Just watched Boiling Point (2021) and it was phenomenal. Lots of television to look forward to as well.
Including a television series of Boiling Point. Can't wait.
 

Garlic

Member
Oct 28, 2017
1,690
It's absolutely impossible for the decade that gave us Blade Runner, Evil Dead II, Aliens, Big Trouble in Little China and Robocop to be one of the "worst".

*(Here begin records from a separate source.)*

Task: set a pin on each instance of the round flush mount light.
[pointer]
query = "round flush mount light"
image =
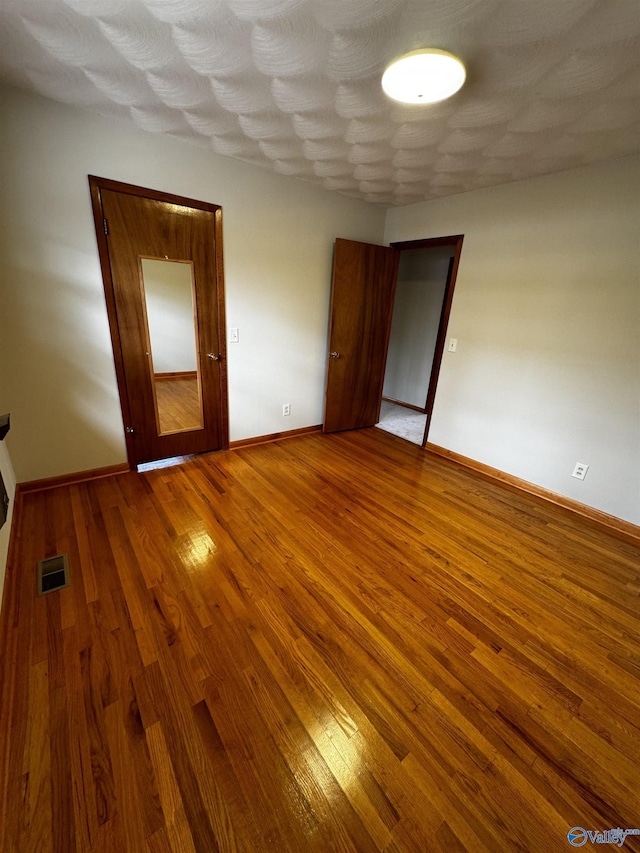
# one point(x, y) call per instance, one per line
point(424, 77)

There is no bad era in film if you only cherry pick the great films and ignore all the bad/mid ones, he's approaching this holistically as someone who watches too many movies
 

djinn

Member
Nov 16, 2017
16,023
I think the 70s were the best decade of cinema so far. I do miss the thriller big budget movies of the 90s. But now my tastes change again as I get older, and I want to see more independent scifi films. That stuff is filling a niche nicely.
 

Kinthey

Avenger
Oct 27, 2017
22,943
The franchise domination seems to be bigger than ever before with so much stuff basically getting factory made.
 

jett

Community Resettler
Member
Oct 25, 2017
44,791
There is no bad era in film if you only cherry pick the great films and ignore all the bad/mid ones, he's approaching this holistically as someone who watches too many movies
I don't understand why people can't read it like this.

He's not calling your favorite movies garbage, folks.
 

aidangs

Member
Jan 8, 2019
537
He's right, in a way. Overturning the Paramount decision in 2020 combined with the ongoing consolidation of film companies into a small handful of corporations is fast-tracking the industry into a new kind of golden age studio system.

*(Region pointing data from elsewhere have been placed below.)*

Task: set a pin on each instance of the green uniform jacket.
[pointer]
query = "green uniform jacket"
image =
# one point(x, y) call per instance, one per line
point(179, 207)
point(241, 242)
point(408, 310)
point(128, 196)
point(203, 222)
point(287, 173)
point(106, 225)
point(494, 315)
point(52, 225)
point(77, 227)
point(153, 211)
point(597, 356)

You already see it in the way promising actors and directors get scooped up and chained to decade-long contracts, or how new Marvel movies take up like 75% of movie screens when they come out, pushing out smaller independent films. And the audience response is always "well those are the big movies people want to see, of course they get all the screens!" as though this isn't a problem. Depending on the continued viability of the theater industry I'd bet we're not too far from Disney or Amazon buying up chains and exclusively running their own movies at branded theaters.
 

Punished

Member
Jun 19, 2019
444
I agree with him in that it's rare that a drama would come to my local cinema. It's only ever super-heros, cartoons or horror.

It sucks if you live somewhere that doesn't have a good cinema showing arthouse/independent/'world cinema', because I think we are in a golden age for them.